VoIP Adoption in Contact Centers to Triple by 2007 End
By Sophia Mayengbam
The boom for Voice over Internet Protocol (VoIP) has already taken place. According to In-Stat, the global market for VoIP was 16 million in 2005, and is expected to grow to over 55 million in 2009. Low cost and its functionality for distance working has contributed to its growth and adoption in several industry sectors. One of the sectors which is increasingly deploying VoIP is contact centers.
Research firm Yankee Group has revealed that VoIP penetration in the contact center and sales of related products are poised for significant increase by year end 2007. The research firm finds that already 38 percent of contact centers are researching and investigating VoIP and the trend already shows a dramatic growth in the deployment of the technology as these investigations drive VoIP conversion decisions in the future. Yankke said the Next 3 years will be prime growth period for VoIP technologies, with deployment tripling by end of 2007.

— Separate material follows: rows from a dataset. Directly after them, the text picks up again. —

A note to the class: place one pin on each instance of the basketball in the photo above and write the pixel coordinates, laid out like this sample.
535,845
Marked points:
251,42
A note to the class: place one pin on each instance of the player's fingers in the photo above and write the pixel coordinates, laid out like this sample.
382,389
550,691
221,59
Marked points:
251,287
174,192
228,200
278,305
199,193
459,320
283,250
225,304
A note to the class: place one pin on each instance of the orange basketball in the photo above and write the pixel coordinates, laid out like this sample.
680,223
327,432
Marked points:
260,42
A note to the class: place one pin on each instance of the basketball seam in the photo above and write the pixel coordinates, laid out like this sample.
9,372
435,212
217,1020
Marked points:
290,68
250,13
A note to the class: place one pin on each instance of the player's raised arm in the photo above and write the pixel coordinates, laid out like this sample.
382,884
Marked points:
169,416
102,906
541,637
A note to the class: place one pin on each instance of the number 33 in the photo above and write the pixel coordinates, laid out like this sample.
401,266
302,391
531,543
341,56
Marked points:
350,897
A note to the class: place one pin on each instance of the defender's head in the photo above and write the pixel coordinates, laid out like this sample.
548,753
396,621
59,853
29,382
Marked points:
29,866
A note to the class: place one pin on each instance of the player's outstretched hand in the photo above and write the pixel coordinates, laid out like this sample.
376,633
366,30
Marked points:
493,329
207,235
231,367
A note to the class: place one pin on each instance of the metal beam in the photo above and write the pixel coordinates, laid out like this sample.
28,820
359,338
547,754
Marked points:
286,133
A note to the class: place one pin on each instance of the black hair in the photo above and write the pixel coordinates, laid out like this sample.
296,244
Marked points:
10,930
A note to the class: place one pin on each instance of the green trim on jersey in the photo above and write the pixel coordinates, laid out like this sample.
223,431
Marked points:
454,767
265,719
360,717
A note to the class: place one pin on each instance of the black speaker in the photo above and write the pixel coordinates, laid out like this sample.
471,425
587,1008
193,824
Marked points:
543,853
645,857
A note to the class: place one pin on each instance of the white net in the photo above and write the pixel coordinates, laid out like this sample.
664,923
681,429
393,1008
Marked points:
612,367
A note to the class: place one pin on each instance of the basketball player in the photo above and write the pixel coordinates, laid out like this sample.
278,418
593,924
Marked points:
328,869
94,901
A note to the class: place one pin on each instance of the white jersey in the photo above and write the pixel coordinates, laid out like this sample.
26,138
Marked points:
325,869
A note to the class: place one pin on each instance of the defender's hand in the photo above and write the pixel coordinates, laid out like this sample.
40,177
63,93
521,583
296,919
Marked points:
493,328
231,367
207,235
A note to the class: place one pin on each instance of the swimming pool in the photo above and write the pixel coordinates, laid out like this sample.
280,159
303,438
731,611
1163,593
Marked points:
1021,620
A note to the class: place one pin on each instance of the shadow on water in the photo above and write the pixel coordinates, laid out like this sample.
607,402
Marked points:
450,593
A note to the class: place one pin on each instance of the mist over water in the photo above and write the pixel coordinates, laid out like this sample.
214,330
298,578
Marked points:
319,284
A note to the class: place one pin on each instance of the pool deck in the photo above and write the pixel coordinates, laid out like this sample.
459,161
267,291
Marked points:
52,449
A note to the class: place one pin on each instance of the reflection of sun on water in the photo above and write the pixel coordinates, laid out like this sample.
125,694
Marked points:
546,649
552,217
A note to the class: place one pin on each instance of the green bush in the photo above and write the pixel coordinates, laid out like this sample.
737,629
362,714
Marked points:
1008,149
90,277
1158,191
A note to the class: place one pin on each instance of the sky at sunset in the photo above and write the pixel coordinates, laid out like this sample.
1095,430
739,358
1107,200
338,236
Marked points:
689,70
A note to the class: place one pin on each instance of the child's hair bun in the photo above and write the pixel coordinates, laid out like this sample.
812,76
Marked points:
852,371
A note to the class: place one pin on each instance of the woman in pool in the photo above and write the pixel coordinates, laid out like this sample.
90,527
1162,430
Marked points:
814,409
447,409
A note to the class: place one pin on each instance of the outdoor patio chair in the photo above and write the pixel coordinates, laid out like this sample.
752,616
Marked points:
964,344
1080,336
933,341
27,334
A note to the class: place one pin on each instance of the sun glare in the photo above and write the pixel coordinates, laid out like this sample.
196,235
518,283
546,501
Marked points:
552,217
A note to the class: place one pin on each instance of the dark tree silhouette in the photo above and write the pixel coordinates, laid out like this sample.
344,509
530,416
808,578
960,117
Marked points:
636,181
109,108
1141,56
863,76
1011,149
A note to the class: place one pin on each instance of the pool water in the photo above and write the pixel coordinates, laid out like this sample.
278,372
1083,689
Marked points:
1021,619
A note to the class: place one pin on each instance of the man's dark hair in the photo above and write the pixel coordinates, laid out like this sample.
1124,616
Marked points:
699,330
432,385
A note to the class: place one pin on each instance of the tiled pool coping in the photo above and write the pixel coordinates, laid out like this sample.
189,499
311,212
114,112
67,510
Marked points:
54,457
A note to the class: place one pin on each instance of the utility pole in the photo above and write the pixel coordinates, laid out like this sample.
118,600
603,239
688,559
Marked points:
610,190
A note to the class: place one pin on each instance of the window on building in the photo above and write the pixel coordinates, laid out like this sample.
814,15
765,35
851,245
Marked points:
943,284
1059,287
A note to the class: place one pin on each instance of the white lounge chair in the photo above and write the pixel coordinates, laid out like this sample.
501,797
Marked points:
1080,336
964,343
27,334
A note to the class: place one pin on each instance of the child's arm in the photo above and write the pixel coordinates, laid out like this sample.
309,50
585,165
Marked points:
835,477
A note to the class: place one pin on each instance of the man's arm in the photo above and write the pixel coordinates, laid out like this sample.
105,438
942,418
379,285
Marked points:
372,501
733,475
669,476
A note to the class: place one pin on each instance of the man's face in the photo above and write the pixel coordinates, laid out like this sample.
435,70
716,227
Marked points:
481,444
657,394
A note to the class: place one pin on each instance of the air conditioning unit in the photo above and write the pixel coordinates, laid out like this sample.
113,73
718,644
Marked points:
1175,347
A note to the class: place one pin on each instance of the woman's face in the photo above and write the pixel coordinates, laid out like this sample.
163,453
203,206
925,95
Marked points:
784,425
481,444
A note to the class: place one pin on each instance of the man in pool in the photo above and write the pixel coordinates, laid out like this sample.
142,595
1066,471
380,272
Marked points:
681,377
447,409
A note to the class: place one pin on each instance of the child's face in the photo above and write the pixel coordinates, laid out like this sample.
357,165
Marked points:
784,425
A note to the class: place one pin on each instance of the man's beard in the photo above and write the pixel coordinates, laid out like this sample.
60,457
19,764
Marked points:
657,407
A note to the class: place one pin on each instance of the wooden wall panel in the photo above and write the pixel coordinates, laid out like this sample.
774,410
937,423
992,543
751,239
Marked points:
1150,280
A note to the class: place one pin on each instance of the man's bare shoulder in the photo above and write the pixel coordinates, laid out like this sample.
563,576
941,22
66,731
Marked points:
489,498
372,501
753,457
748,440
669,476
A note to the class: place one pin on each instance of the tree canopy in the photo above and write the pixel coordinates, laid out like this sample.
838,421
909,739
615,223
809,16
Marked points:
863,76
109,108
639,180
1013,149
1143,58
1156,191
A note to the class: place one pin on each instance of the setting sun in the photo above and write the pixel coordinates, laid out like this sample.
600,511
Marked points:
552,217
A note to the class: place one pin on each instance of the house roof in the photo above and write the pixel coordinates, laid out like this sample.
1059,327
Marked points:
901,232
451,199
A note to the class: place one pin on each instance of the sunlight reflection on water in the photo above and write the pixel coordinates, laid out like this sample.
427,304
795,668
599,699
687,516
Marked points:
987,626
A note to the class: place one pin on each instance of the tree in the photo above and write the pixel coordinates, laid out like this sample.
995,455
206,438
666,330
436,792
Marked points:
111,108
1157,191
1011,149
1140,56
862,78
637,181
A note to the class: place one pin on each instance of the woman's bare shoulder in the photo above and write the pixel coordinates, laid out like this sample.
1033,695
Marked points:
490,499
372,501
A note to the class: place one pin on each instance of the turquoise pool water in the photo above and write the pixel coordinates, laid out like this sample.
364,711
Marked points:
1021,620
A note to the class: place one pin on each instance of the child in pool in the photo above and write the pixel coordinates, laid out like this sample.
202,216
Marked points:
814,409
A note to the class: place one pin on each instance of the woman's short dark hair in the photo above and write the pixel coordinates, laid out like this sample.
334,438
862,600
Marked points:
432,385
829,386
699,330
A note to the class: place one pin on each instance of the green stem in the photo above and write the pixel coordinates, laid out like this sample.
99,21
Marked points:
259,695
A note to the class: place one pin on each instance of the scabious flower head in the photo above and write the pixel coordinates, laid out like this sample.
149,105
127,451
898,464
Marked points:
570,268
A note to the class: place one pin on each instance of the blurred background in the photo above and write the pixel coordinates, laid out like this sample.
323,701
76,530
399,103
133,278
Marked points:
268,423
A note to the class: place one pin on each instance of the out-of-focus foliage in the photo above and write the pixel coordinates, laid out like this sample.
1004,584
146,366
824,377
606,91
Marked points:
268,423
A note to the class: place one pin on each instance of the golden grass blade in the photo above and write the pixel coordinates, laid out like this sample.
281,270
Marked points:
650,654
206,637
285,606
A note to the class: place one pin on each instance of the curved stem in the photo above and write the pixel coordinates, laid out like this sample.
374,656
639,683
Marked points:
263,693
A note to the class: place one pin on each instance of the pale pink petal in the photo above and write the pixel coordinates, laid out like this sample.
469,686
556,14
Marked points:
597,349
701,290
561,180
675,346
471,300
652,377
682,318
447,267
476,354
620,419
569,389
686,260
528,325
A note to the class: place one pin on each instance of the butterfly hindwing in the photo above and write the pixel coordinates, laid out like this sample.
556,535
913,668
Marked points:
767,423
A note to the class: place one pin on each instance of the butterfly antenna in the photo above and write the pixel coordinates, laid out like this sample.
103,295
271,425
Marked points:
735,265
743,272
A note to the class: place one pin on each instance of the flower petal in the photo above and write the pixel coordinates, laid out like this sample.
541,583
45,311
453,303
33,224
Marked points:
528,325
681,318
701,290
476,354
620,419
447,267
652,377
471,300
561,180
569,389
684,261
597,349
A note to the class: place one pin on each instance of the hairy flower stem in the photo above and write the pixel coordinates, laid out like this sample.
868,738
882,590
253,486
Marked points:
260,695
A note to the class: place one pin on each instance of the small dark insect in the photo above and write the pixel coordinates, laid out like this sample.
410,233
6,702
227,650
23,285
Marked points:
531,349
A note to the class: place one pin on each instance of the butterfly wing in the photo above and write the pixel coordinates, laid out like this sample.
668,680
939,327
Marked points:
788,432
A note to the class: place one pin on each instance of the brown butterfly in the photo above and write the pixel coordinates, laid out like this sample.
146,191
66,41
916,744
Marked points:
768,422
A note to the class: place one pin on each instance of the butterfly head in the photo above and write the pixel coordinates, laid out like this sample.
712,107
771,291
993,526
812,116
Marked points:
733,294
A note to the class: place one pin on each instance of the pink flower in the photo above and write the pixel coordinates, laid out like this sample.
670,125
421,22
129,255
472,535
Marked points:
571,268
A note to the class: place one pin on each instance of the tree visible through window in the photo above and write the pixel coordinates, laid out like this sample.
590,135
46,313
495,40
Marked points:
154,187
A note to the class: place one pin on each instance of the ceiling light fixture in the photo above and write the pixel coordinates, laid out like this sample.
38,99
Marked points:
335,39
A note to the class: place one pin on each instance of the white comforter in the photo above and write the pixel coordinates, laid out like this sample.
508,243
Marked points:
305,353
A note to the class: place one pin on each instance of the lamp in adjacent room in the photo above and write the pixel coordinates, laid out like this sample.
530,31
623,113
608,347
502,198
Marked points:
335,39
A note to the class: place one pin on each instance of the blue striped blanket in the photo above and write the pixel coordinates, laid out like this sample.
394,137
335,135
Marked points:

With the use of VoIP phones call center agents can work from anywhere with a sufficiently fast Internet connection. Incoming phone calls can be automatically routed to users VoIP phone, regardless of the location. Additionally, phone service via VoIP is free or costs less than equivalent service from traditional sources.
The firm said that a primary driver of the transition to VoIP is a desire to effectively and efficiently place and manage remote agents; contact centers view the technology as a way to implement an ‘agents anywhere’ strategy and to manage the remote workers more cheaply and flexibly.
According to Yankee’s report, “Migration Costs, Vendor Loyalty and Need for "Agents Anywhere" Define Contact Center VoIP Adoption Plans,”, the VoIP adoption rate in North American contact centers will grow from approximately 17 percent in 2005 to greater than 47 percent by the end of 2007.
In addition, the study predicts that the VoIP penetration rate of agent seats will increase from 16% in 2005 to more than 60% over the next three years. While the significant growth in VoIP adoption in the contact center spans centers of all sizes, the most aggressive segment for growth appears to be centers with 500 or more agent seats.
Yankee said the preferred channels for increased VoIP product acquisitions will be the traditional telecommunications companies and telephony hardware/software vendors over system integrators and value-added resellers. And while customers report data networking vendors will certainly be involved in the planning phases of VoIP, it is unlikely they will overcome traditional contact center providers in application sales in the near term.
"'Agents anywhere' including home agents will be the consistent theme for contact center VoIP transition justification," said Ken Landoline, Yankee Group Customer-Centric Strategies Senior Analyst.
The growth of VoIP in the next three years is good new for vendors of VoIP contact center solutions. It is an opportunity for the vendors to capitalize on this growth. Landoline said it can be best capitalized opportunity by articulating VoIP lifecycle savings along with voice quality and security issues in their sales and marketing plans. Landoline said, "These are areas in which users indicate they need the most help in VoIP acquisition justification."